I want to login as a different user in Gnome and not to run a single program only, but I don't know the users password, I don't want to know it and I don't want to change it, but I'm sudoer.

Is there any way to do so?

The best thing I could think, was to change the user's password but to keep the old shadow file. But this seems to me very ugly and also uncomfortable. I'm also not sure if it's a good idea to change the shadow file on a running machine (but I suppose so, otherwise vipw -s would kind of useless).

Is there an alternative?

The reason I want to achieve this, is that I'd like to test things or to configure programs for users who aren't able to do on their own. Yeah of course I could do everything on the shell als root or as the specific user (and acutally this is what I'm doing until now), but there are things that you definitly don't want to do on the shell. Did any of you ever try to change the position of the gnome-panel on the shell instead of just selecting "bottom"? :)

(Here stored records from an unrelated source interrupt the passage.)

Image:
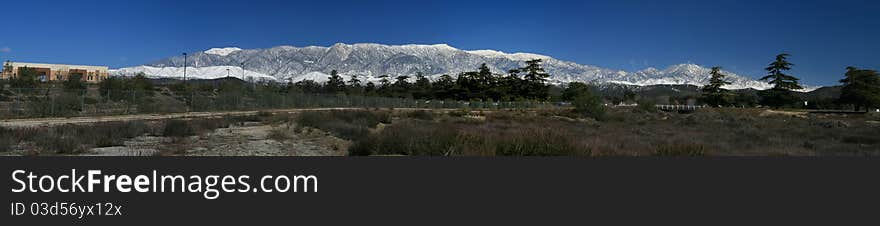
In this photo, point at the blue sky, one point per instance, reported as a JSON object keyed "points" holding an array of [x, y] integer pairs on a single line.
{"points": [[742, 36]]}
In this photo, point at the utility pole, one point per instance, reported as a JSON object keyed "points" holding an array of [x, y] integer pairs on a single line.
{"points": [[184, 67]]}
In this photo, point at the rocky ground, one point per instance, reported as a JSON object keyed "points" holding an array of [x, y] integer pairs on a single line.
{"points": [[245, 139]]}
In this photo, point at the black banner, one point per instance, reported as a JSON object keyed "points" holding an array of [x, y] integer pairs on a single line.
{"points": [[460, 191]]}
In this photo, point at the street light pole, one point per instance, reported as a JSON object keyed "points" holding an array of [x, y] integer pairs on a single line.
{"points": [[184, 67]]}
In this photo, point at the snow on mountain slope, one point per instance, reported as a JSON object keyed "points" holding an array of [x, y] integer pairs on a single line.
{"points": [[369, 61], [222, 51]]}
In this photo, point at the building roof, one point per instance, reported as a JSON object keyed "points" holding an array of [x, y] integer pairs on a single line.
{"points": [[56, 66]]}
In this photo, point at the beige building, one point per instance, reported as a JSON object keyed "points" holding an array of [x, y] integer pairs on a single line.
{"points": [[56, 72]]}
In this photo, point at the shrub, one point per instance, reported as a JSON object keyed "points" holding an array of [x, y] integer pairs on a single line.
{"points": [[421, 114], [589, 105], [344, 124], [280, 133], [646, 105], [409, 138], [178, 128], [417, 137], [6, 140]]}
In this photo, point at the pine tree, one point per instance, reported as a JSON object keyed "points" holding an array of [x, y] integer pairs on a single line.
{"points": [[443, 87], [713, 93], [370, 88], [861, 88], [783, 84], [402, 87], [535, 78], [334, 83], [354, 85], [384, 85], [422, 88]]}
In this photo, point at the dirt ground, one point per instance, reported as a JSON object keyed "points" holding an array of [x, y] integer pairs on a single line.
{"points": [[247, 139]]}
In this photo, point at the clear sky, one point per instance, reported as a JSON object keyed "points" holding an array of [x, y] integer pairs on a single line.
{"points": [[742, 36]]}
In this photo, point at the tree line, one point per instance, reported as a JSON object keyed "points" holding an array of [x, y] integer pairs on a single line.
{"points": [[860, 88], [525, 83]]}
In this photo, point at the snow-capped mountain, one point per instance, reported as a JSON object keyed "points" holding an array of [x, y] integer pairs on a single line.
{"points": [[369, 61]]}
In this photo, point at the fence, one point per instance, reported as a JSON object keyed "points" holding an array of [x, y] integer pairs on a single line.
{"points": [[55, 102], [687, 108]]}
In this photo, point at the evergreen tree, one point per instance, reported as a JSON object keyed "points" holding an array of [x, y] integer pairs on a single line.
{"points": [[713, 94], [354, 85], [402, 87], [422, 88], [384, 85], [861, 88], [443, 87], [370, 88], [334, 83], [25, 78], [783, 84], [535, 78]]}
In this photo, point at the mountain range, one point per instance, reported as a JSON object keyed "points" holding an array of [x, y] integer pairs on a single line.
{"points": [[369, 61]]}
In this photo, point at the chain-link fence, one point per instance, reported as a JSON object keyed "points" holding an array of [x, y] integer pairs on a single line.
{"points": [[55, 102]]}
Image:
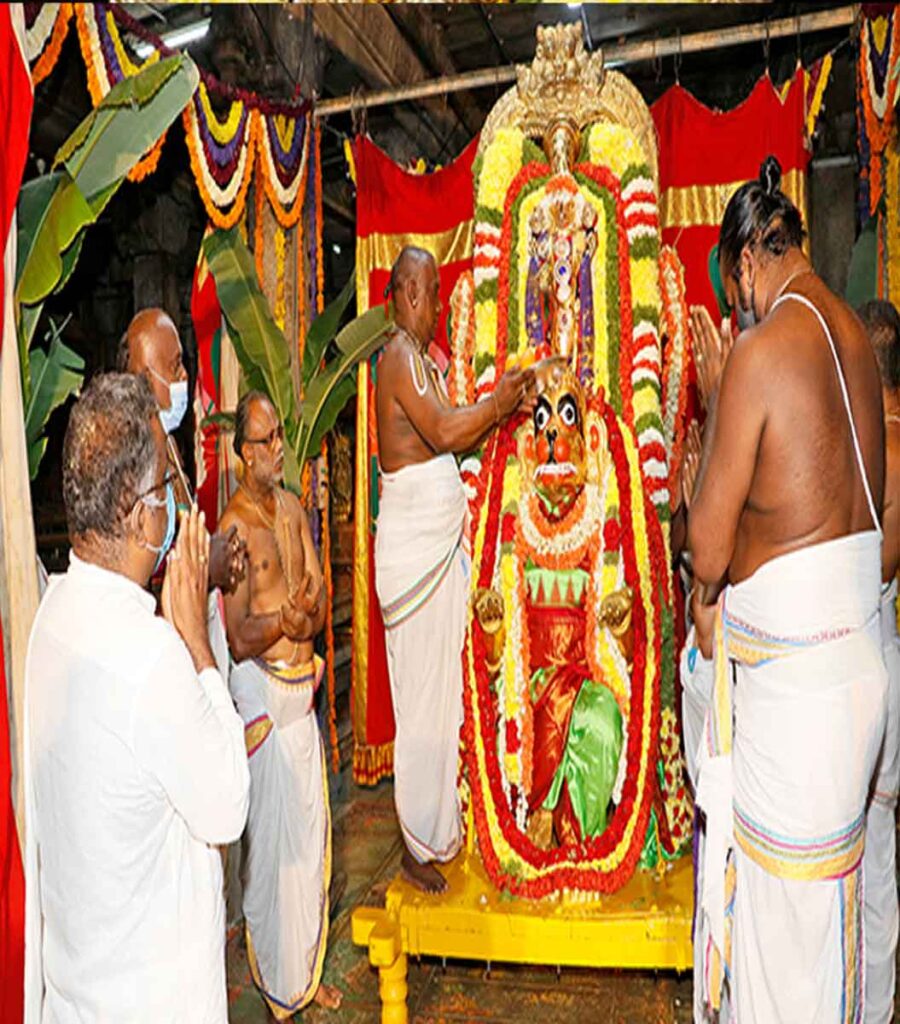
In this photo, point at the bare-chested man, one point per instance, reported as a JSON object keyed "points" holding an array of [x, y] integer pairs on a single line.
{"points": [[272, 617], [422, 570], [151, 347], [883, 324], [785, 518]]}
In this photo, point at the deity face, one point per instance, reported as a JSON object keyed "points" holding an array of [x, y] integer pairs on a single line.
{"points": [[559, 433]]}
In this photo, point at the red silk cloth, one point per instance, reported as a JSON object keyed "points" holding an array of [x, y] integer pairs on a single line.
{"points": [[704, 155], [15, 112], [207, 317], [393, 208]]}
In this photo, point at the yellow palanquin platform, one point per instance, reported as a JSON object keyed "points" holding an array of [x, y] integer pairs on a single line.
{"points": [[646, 924]]}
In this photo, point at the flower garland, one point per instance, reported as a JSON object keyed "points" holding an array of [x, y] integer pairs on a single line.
{"points": [[494, 172], [461, 380], [261, 137], [877, 85], [319, 262], [329, 613], [50, 24], [222, 163], [892, 221], [108, 62], [677, 357], [604, 863], [283, 145], [281, 240]]}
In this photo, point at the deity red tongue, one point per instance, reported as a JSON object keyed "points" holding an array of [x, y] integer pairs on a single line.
{"points": [[562, 450]]}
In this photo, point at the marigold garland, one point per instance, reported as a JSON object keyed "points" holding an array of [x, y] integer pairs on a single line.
{"points": [[678, 359], [607, 861], [41, 53]]}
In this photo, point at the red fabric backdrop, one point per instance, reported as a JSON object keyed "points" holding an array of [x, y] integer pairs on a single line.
{"points": [[15, 111], [705, 155], [393, 208]]}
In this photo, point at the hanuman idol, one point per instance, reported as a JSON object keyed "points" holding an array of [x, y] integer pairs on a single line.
{"points": [[573, 772]]}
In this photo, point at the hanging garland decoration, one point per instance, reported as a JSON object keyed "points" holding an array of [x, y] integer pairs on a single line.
{"points": [[876, 86], [106, 62], [222, 155], [677, 359], [602, 864], [44, 37], [283, 145]]}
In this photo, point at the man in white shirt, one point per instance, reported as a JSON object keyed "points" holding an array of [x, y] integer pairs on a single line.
{"points": [[135, 763]]}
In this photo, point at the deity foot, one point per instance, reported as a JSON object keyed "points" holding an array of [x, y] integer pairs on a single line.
{"points": [[424, 877], [540, 829], [328, 997]]}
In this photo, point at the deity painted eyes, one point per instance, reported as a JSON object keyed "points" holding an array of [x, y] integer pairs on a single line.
{"points": [[542, 415], [568, 411]]}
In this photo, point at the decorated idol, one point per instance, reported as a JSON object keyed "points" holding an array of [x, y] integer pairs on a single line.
{"points": [[572, 770]]}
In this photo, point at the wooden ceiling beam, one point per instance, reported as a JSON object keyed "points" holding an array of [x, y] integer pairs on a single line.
{"points": [[367, 36], [427, 37]]}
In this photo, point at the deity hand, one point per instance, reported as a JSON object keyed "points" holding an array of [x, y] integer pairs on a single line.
{"points": [[615, 612], [487, 606]]}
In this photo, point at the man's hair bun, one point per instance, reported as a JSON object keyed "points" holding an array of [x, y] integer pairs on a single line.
{"points": [[770, 175]]}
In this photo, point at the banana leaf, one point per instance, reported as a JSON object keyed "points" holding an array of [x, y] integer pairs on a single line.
{"points": [[52, 213], [259, 344], [55, 209], [55, 375], [225, 421], [129, 120], [323, 330], [333, 386]]}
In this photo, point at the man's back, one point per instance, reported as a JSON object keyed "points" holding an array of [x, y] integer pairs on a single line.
{"points": [[133, 920], [806, 485]]}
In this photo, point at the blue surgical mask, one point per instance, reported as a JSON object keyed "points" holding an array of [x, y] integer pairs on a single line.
{"points": [[170, 524], [172, 417]]}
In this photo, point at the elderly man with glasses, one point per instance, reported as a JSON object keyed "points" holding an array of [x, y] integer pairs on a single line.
{"points": [[271, 619], [134, 760]]}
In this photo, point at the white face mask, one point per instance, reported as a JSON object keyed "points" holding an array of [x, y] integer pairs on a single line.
{"points": [[172, 417]]}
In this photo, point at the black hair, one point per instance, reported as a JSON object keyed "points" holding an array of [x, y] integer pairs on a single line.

I don't think gksudo, sudo or su would help me. I want to have the whole gnome session.



Create a ghost user, with the same UID:

target: user1 (change to suit)

cat /etc/passwd | grep user1
user1:x:1001:1001:User1 Q Lastname:/home/user1:/bin/bash

add your ghost

sudo useradd -d /home/user1 -f -1 -u 1001 -g 1001 -M -o ghost1 -s /bin/bash -p MySecret

cat /etc/passwd | grep user1
user1:x:1001:1001:User1 Q Lastname:/home/user1:/bin/bash

su ghost1

NOTE: You can delete, with 'sudo userdel ghost1', but NOT when either account is logged in. Failsafe method: delete the new line in '/etc/passwd' file.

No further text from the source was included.